Maharal (end of Nesiv haTzedakah) explains that tzedakah is not just about providing the needs of the poor – it’s not about the recipient. The purpose of the mitzvah of tzedakah is to engender a feeling of camaraderie within Klal Yisrael; we are all brothers and sisters. The way to do that is by giving to each other. If there are no poor to give to, then give to others who may not need it as much – just keep giving to each other.
There is another strange halacha in hil. tzedaka that we learn from our parsha. Chazal (quoted in Rashi) tell us that if a person was rich and then is forced to accept charity, it’s not enough to give him what it takes for bare bones survival. You need to give him what he was used to having. The millionaire who loses it all in a stock market crash needs to be given a limo with a driver, a nice suit, etc., not be forced to take a bus and buy his clothes at Walmart. How can it be that someone who is taking charity gets to live better than most of us who are working?
Rav Wolbe in his Alei Shor explains that this din reveals to us that true tzedakah is all about empathy. Of course a person can survive taking the bus to the shopping center and wearing clothes from Walmart. He doesn’t really suffer physical or material want. But think about what that millionaire who used to have a limo and wear $2000 suits feels when he is forced to do that! For you that pair of Walmart pants may be perfectly fine, but that millionaire feels completely crushed when he puts them on. Tzedakah means being able to put yourself in that millionaire’s shoes and feel his pain. It’s not just about physical want. Even if you would not feel lacking were you in the same situation, since he feels lacking, since he feels crushed, you have a mitzvah to help him.

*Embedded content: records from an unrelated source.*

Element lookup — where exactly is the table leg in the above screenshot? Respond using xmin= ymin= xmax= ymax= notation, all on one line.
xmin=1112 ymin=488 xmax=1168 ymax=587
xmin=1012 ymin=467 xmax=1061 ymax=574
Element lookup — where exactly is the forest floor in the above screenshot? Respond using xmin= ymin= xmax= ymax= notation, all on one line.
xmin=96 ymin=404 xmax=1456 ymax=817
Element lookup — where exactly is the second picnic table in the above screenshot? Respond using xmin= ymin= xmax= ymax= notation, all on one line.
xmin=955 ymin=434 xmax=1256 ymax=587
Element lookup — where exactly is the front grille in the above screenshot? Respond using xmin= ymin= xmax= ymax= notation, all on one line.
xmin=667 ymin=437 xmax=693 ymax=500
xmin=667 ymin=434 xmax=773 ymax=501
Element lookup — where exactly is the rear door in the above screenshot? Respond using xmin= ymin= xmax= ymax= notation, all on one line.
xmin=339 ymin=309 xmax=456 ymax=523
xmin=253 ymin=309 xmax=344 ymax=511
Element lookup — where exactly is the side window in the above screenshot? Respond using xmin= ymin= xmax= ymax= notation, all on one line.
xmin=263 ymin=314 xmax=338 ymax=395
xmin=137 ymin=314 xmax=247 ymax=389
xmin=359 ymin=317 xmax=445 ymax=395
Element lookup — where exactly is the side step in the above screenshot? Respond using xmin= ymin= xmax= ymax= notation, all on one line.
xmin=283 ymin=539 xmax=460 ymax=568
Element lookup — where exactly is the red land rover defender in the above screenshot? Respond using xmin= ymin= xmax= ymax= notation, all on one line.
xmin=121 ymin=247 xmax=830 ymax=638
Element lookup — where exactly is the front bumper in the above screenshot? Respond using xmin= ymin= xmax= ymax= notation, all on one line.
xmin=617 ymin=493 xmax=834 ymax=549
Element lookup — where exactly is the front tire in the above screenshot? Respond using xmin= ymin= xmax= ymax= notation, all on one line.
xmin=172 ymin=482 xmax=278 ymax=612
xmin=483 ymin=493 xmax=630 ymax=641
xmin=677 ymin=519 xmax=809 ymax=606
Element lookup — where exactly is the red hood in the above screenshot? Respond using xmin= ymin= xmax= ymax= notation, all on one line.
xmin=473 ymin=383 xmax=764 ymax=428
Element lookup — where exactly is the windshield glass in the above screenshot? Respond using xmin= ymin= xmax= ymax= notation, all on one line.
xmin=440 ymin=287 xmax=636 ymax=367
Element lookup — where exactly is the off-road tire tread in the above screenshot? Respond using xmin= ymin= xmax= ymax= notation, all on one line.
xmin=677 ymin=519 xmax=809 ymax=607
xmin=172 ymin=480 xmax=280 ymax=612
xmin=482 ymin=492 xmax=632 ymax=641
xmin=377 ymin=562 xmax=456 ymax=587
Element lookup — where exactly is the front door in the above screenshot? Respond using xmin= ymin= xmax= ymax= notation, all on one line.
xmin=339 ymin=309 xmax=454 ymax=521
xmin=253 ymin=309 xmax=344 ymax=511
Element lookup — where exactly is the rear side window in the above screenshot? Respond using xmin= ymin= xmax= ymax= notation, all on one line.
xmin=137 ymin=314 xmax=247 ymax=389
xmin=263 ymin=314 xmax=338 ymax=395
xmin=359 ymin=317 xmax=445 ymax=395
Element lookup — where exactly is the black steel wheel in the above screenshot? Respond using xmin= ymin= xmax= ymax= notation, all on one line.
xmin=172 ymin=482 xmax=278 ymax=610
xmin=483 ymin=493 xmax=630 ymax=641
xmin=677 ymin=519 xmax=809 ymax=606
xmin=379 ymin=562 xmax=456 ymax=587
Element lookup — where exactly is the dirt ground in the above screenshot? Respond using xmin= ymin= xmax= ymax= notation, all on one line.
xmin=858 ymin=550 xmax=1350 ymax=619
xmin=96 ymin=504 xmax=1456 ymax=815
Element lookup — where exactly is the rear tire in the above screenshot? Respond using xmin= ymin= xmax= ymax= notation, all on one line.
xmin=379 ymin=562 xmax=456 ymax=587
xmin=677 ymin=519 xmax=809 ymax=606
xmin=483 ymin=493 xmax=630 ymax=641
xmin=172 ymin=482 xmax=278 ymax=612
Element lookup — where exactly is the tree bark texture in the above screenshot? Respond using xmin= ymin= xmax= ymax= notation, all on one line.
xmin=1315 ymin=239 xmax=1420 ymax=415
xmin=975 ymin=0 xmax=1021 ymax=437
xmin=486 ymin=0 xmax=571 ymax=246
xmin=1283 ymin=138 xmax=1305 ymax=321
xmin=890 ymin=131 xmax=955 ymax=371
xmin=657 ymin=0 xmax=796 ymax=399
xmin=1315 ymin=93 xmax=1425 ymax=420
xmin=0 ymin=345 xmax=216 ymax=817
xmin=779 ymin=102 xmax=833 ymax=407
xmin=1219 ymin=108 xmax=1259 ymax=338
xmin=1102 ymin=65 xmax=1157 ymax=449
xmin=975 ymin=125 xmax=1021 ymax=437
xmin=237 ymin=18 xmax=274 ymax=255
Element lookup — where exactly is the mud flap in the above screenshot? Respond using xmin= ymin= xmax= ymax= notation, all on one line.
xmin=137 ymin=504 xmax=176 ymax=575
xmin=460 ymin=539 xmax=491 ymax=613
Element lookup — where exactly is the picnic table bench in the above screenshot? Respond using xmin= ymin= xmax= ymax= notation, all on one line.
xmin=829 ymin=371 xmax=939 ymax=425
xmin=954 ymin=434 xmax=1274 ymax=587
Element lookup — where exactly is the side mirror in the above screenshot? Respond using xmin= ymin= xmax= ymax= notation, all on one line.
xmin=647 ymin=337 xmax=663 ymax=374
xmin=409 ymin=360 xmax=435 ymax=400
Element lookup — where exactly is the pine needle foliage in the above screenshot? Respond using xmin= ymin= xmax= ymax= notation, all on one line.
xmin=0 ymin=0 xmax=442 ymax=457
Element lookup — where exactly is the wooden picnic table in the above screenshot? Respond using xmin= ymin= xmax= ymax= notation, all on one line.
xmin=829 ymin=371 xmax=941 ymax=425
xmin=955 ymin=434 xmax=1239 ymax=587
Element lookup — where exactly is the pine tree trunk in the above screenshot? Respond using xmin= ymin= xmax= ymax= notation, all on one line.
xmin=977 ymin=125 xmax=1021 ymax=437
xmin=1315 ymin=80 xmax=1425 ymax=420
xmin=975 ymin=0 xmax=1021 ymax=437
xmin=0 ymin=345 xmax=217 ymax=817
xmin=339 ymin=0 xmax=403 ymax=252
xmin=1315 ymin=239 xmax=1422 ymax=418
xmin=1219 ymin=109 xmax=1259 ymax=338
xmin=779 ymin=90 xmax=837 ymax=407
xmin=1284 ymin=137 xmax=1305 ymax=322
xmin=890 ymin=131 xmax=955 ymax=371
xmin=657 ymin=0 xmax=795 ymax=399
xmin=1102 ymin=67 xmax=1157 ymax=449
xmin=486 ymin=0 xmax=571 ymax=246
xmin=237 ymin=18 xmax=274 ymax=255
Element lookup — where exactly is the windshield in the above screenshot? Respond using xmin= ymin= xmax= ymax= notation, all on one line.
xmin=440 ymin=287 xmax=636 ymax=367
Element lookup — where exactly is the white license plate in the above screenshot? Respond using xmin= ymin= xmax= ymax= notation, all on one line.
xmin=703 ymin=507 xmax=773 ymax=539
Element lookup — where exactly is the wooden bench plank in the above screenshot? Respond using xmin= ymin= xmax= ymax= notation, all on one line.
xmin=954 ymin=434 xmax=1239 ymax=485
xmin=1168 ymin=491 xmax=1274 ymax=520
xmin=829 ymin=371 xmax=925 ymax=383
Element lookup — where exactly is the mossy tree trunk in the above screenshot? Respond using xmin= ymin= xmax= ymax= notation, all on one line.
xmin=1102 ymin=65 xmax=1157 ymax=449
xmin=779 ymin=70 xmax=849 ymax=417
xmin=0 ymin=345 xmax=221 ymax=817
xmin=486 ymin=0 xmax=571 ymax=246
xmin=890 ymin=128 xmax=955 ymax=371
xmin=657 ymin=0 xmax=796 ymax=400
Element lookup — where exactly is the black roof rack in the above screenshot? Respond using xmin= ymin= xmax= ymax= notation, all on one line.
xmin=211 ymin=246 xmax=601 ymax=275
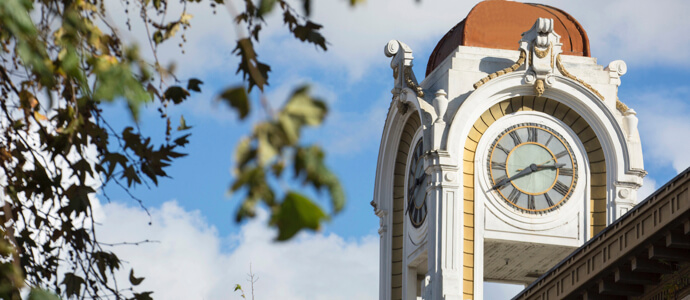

The last point I want to touch on is the amazing din of “lo yeira levavcha b’titcha lo,” that you can’t give tzedakah begrudgingly, with a sour face. R’ Shapira in his ma’amarim on the parsha points out that there is an idea of doing all mitzvos b’simcha. Why do we need a special din here not to feel bad about giving? Apparently here it’s just an added hidur on top of the mitzvah, but it is part and parcel of the tzurah of the mitzvah itself. Here’s how R’ Simcha Bunim m’Peshicha fulfilled this din:
R' Simcha Bunim once told his chassidim that he wanted to spent Shabbos at a certain poor person’s home. So the chassidim got to work and it was like an episode of Bob Villa’s “This Old House.” They cleaned up that poor person’s house, they replaced his table with a table that a Rebbe could use for a tisch, they replaced his plates and utensils with plates and utensils fit for a Rebbe, they overturned his whole house until it became like palace. After Shabbos, R’ Bunim came to this poor Jew and said he wanted to give him some money for the mitzvah of tzedakah. The poor person was in shock. He said, “Dear Rebbe, since you decided to spend Shabbos here my home has been turned into a new home, my table is a new table, my dishes, my furniture, my silverware are all new – everything is beautiful. You now want to give me tzedakah on top of that?!”
R’ Bunim told him yes. He told this poor Jew that all that was done before was because every time he saw this person in poverty, he felt bad. “None of that was for you,” said R’ Bunim. “It was for me, so I wouldn’t feel troubled when I saw you. But now that you have a proper home, a proper table and chairs, proper silverware and dishes, I no longer feel bad. Now that I've fulfilled ‘lo yeira levavcha,’ now that it’s no longer about me and my feeling bad, I can fulfill the ‘b’titcha lo’ and give you real tzedakah.”